Le Canada a officiellement relevé les frais liés aux demandes de résidence permanente, une mesure entrée en vigueur le 30 avril 2026 et applicable à tous les candidats à l’immigration, sans distinction de nationalité. Cette décision a été publiée dans la Canada Gazette – Official fee increase notice, qui constitue la référence légale officielle pour les modifications réglementaires fédérales.
Cette mise à jour concerne plusieurs catégories de programmes, notamment l’immigration économique via le système Express Entry, les programmes des provinces (PNP), le regroupement familial ainsi que certaines demandes spécifiques de résidence permanente. Les nouveaux montants varient selon les profils et les situations familiales, mais s’inscrivent dans une logique globale d’ajustement progressif des frais administratifs liés au traitement des dossiers.
Une révision des frais liée à la gestion du système d’immigration
Les autorités canadiennes expliquent cette hausse par la nécessité d’actualiser les coûts de traitement des demandes, dans un contexte d’augmentation continue du volume d’immigration. Le système canadien est en effet soumis à une forte pression depuis plusieurs années, avec une hausse significative des candidatures provenant du monde entier.
Cette révision tarifaire s’inscrit également dans une logique d’indexation régulière des frais publics. Comme de nombreux services administratifs, les frais d’immigration sont ajustés pour refléter l’évolution des coûts opérationnels et garantir le financement partiel du système par les utilisateurs.

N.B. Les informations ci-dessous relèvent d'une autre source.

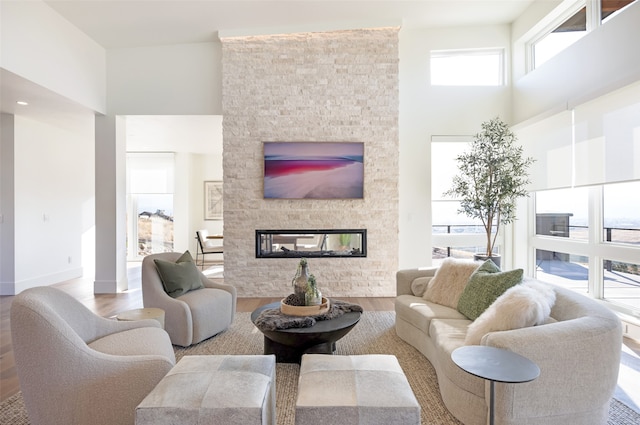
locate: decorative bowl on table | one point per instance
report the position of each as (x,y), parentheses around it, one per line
(305,310)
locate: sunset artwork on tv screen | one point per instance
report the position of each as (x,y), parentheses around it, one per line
(314,170)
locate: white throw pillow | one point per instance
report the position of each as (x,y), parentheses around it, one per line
(523,305)
(449,281)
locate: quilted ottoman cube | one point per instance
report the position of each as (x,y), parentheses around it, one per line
(213,389)
(366,389)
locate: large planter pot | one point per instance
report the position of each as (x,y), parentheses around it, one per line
(495,258)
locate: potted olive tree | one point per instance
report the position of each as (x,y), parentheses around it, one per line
(493,175)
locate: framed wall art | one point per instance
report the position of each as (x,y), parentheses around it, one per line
(213,200)
(313,170)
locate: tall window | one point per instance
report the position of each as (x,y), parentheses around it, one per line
(563,213)
(150,178)
(602,262)
(475,67)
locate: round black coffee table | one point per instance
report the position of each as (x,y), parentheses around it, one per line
(290,344)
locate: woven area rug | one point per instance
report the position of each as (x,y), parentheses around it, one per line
(374,334)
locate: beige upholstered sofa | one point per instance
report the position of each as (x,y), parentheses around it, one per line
(77,368)
(577,350)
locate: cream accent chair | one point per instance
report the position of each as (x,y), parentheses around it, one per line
(77,368)
(194,316)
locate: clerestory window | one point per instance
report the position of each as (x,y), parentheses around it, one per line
(473,67)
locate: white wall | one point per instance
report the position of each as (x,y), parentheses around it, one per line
(7,205)
(426,111)
(54,190)
(41,46)
(192,170)
(180,79)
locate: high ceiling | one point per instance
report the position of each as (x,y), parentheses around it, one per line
(137,23)
(132,23)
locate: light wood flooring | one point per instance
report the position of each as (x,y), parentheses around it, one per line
(109,305)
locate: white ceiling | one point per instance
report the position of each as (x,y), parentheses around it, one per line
(137,23)
(130,23)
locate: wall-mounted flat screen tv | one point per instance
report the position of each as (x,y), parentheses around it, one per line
(313,170)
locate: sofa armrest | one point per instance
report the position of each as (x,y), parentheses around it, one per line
(405,277)
(208,283)
(578,360)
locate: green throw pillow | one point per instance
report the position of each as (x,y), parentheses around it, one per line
(180,277)
(485,285)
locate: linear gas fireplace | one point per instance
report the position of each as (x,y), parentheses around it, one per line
(311,243)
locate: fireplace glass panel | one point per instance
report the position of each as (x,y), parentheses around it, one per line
(311,243)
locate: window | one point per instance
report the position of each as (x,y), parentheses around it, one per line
(563,269)
(621,213)
(480,67)
(565,26)
(621,283)
(150,178)
(561,37)
(610,8)
(604,265)
(563,213)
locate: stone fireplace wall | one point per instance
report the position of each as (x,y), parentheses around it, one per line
(317,87)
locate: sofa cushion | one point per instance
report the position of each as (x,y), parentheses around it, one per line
(449,281)
(527,304)
(419,312)
(449,334)
(136,342)
(210,311)
(485,285)
(419,285)
(180,277)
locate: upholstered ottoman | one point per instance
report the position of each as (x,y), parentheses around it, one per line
(368,389)
(214,389)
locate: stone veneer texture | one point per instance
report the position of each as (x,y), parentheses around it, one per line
(312,87)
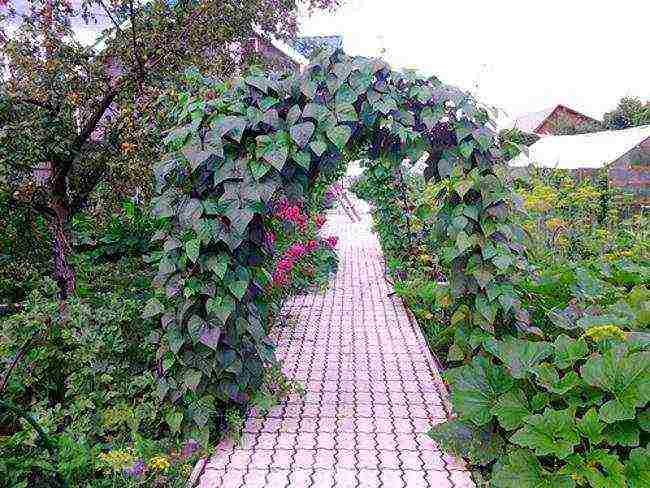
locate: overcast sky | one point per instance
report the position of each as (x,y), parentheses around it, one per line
(525,56)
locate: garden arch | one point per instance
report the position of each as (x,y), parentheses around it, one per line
(239,145)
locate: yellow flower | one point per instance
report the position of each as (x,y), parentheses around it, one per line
(554,223)
(117,460)
(159,463)
(602,332)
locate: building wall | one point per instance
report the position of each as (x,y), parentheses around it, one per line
(631,172)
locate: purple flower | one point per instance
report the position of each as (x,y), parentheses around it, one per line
(137,470)
(190,447)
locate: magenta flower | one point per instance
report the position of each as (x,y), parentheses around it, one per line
(137,470)
(269,239)
(189,448)
(331,241)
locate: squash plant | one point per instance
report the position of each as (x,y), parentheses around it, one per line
(241,146)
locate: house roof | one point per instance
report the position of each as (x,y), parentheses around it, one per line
(593,150)
(532,121)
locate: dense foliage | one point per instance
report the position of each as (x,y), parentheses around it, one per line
(79,113)
(566,405)
(86,372)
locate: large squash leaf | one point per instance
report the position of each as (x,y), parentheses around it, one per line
(553,432)
(625,376)
(476,389)
(520,356)
(521,469)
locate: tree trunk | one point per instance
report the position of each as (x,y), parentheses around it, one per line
(64,274)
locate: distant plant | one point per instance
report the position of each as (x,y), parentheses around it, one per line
(74,116)
(630,112)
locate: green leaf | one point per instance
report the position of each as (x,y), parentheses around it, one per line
(625,433)
(276,154)
(210,337)
(520,355)
(644,419)
(175,340)
(591,427)
(192,378)
(345,112)
(238,284)
(478,446)
(625,377)
(637,468)
(267,102)
(195,156)
(258,168)
(220,307)
(521,469)
(174,419)
(551,433)
(195,326)
(339,135)
(192,249)
(152,308)
(318,146)
(548,377)
(301,133)
(430,117)
(477,388)
(568,351)
(218,265)
(597,469)
(511,409)
(466,149)
(303,159)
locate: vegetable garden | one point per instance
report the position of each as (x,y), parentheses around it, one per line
(550,388)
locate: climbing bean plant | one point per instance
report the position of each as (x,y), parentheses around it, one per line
(241,145)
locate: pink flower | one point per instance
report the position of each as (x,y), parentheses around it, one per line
(319,220)
(331,241)
(296,251)
(269,239)
(292,213)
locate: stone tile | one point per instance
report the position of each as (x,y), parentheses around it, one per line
(369,395)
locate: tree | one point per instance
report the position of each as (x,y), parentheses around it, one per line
(630,112)
(74,115)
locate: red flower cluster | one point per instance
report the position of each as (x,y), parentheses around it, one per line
(319,220)
(288,261)
(331,241)
(292,213)
(269,239)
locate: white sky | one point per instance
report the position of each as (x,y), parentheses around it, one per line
(525,55)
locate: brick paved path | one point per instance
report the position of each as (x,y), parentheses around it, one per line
(370,394)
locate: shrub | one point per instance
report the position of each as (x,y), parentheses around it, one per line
(565,401)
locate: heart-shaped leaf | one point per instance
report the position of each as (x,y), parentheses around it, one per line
(210,337)
(192,378)
(303,159)
(192,249)
(152,308)
(339,135)
(301,133)
(318,146)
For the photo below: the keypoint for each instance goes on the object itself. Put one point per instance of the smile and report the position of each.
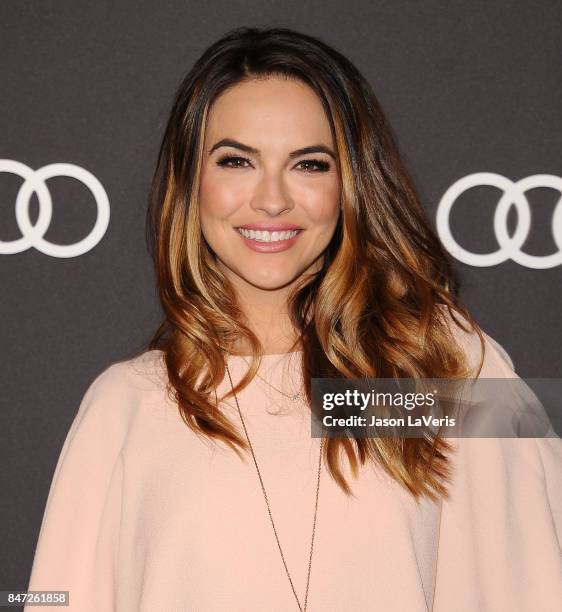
(265, 236)
(263, 241)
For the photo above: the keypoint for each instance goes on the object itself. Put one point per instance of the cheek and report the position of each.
(324, 205)
(217, 201)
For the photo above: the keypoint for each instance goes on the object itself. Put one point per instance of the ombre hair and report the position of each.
(382, 302)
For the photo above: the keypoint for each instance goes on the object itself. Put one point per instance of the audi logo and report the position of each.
(509, 246)
(34, 182)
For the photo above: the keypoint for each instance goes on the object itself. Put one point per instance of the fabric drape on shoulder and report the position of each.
(500, 543)
(78, 541)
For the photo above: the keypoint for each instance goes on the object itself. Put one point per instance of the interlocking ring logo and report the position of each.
(513, 195)
(34, 182)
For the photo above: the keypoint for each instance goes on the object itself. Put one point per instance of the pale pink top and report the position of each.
(143, 515)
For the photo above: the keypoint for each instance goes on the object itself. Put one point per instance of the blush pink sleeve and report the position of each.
(501, 528)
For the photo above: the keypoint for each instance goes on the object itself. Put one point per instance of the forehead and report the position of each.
(276, 107)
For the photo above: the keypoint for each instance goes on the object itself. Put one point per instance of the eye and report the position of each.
(232, 161)
(319, 164)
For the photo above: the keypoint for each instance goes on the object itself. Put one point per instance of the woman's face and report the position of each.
(256, 175)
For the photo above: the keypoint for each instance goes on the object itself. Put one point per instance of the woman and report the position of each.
(289, 243)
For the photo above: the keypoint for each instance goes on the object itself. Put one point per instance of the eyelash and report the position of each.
(323, 166)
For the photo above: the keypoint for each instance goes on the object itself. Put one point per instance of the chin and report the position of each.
(269, 281)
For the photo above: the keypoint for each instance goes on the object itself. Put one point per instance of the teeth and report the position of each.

Selon la publication officielle dans la Canada Gazette, cette réforme ne modifie ni les critères d’admissibilité ni les procédures de sélection des candidats. Elle concerne uniquement l’aspect financier des demandes de résidence permanente. Autrement dit, les conditions pour immigrer au Canada restent inchangées, mais le coût global d’une démarche peut augmenter selon le profil du demandeur.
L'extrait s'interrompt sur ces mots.